Maybe this is what is meant by “doing the work.”  To make the decision—again and again and again—to sit down with loneliness and make it my friend. In the present moment, loneliness is part of my life and I have to decide what kind of relationship I want to have with it.  It does not go away when I ignore it. It is still there lurking, swirling. So if I acknowledge it, talk to it, I see it for what it is—a feeling that happens to be here with me now. It’s not easy to do though. That’s why it’s called “doing the work” and not “doing the play.”

It’s when I acknowledge it that I notice the feeling often subsides just a bit. I also begin to see that although loneliness is with me, it is not me. It’s a visitor and the conversation creates a space between us. I believe this distinction—that I am not the feeling—is the the path to finding inner peace. In the same book, Eckhart Tolle also writes about how detaching from a feeling or event connects us to a subtle peace deep within:

Suddenly, there is space around the event. There is also space around the emotional highs and lows, even around pain. Above all there is space between your thoughts. And from that space emanates a peace that is “not of this world”… It is the peace of God.

If I create space by detaching from loneliness, I can tap into a peace that never leaves me. It’s an inner light that always glows. This peace is like the eye of a hurricane; a calm place surrounded by turbulence. In that inner space, that eye of the storm, I will find the peace of God. If I can dwell there, I can weather whatever feelings come my way.

I will admit there are many days when I do not feel like talking to my loneliness. I do not feel like making it my friend. There are days when I find myself getting blown around by its winds. Those days remind me of the Otis Reading song :Sitting on the Dock of the Bay.” This loneliness won’t leave me alone.

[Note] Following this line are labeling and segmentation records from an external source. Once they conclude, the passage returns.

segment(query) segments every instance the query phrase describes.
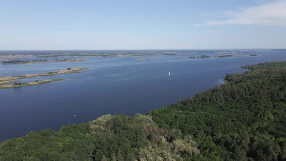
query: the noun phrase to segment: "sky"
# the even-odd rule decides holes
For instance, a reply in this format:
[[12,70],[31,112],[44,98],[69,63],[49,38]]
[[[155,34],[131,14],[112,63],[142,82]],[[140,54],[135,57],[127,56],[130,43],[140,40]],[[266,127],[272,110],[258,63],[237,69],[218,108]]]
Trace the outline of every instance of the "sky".
[[286,0],[0,0],[0,50],[286,48]]

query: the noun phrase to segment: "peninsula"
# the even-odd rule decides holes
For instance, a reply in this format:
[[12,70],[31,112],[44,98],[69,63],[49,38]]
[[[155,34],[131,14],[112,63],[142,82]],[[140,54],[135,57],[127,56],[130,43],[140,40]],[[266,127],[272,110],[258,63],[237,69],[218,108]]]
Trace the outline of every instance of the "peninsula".
[[55,63],[55,62],[82,62],[84,61],[82,59],[55,59],[55,60],[47,60],[47,59],[36,59],[32,61],[24,61],[24,60],[11,60],[9,61],[2,62],[2,64],[33,64],[39,63]]
[[31,85],[39,85],[51,82],[52,81],[59,81],[64,80],[64,79],[53,79],[47,80],[37,80],[34,82],[29,82],[25,83],[21,83],[21,82],[15,82],[13,84],[1,84],[0,85],[0,89],[6,89],[11,88],[21,87]]
[[[31,82],[25,83],[21,83],[21,82],[16,83],[19,80],[16,80],[19,79],[24,79],[31,77],[34,77],[37,76],[48,76],[56,74],[67,74],[67,73],[80,73],[84,72],[83,70],[88,69],[85,67],[74,68],[67,68],[66,69],[60,70],[54,72],[49,72],[47,73],[41,74],[25,74],[20,76],[7,76],[4,77],[0,77],[0,89],[6,89],[10,88],[20,87],[26,86],[38,85],[44,83],[49,83],[51,81],[58,81],[64,80],[63,79],[53,79],[53,80],[37,80],[34,82]],[[10,81],[11,80],[15,80]],[[14,84],[10,84],[10,83],[14,82]]]

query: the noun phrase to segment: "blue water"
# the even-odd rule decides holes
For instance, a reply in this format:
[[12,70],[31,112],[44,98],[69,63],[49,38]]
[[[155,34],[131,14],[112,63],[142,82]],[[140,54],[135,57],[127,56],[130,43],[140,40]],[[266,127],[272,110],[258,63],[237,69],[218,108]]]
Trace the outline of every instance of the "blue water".
[[[254,54],[259,56],[177,59],[197,55],[185,53],[0,65],[0,77],[38,74],[69,67],[89,68],[85,72],[30,78],[21,82],[57,78],[64,80],[0,89],[0,141],[25,135],[32,130],[58,130],[63,125],[87,122],[103,114],[145,114],[221,84],[222,78],[227,73],[245,71],[240,68],[242,64],[286,61],[285,51],[256,51]],[[241,54],[250,54],[254,53]],[[142,57],[152,58],[139,59]],[[32,59],[47,59],[36,58]]]

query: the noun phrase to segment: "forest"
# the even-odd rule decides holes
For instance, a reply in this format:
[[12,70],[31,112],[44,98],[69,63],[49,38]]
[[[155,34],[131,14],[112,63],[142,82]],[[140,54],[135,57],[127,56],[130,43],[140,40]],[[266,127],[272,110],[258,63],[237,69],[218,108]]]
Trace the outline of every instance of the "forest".
[[146,115],[106,115],[5,141],[0,161],[285,160],[286,62],[243,67]]

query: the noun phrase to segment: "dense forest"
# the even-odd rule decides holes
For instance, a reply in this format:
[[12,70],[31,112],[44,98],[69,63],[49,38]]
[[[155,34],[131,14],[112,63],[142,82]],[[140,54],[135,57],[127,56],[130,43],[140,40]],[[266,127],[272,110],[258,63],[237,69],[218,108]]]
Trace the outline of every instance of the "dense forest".
[[243,67],[145,115],[104,115],[5,141],[0,161],[285,160],[286,62]]

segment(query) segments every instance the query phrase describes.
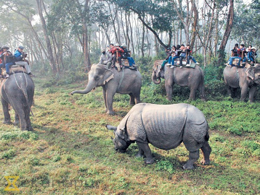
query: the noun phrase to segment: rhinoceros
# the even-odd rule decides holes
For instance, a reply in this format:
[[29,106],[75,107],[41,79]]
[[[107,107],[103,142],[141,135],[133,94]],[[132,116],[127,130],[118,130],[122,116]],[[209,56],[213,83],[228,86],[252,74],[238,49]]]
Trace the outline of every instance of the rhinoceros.
[[115,138],[111,138],[116,151],[124,152],[135,142],[139,148],[135,156],[142,157],[144,152],[147,164],[154,162],[148,143],[160,149],[170,150],[183,142],[190,152],[183,169],[194,168],[200,148],[203,155],[202,163],[209,164],[211,148],[208,142],[208,123],[202,112],[192,105],[139,103],[132,108],[117,127],[106,126],[114,130]]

But I am slowly finding that when I feel the storm coming, and do the work by making a conscious choice to begin the conversation and create the space, loneliness does not overwhelm me.  It takes lots of patience and practice. Dwelling in the peaceful eye is a decision I have to make again and again and again.

I want life to be my friend, not my enemy, and talking to loneliness seems like a good place to start. And now the conversation can go something like this:

Me: Hello loneliness. How are you today?

Loneliness: Well, I’m loneliness, so . . .

Me: Ah, yes. That’s right. Would you like some tea?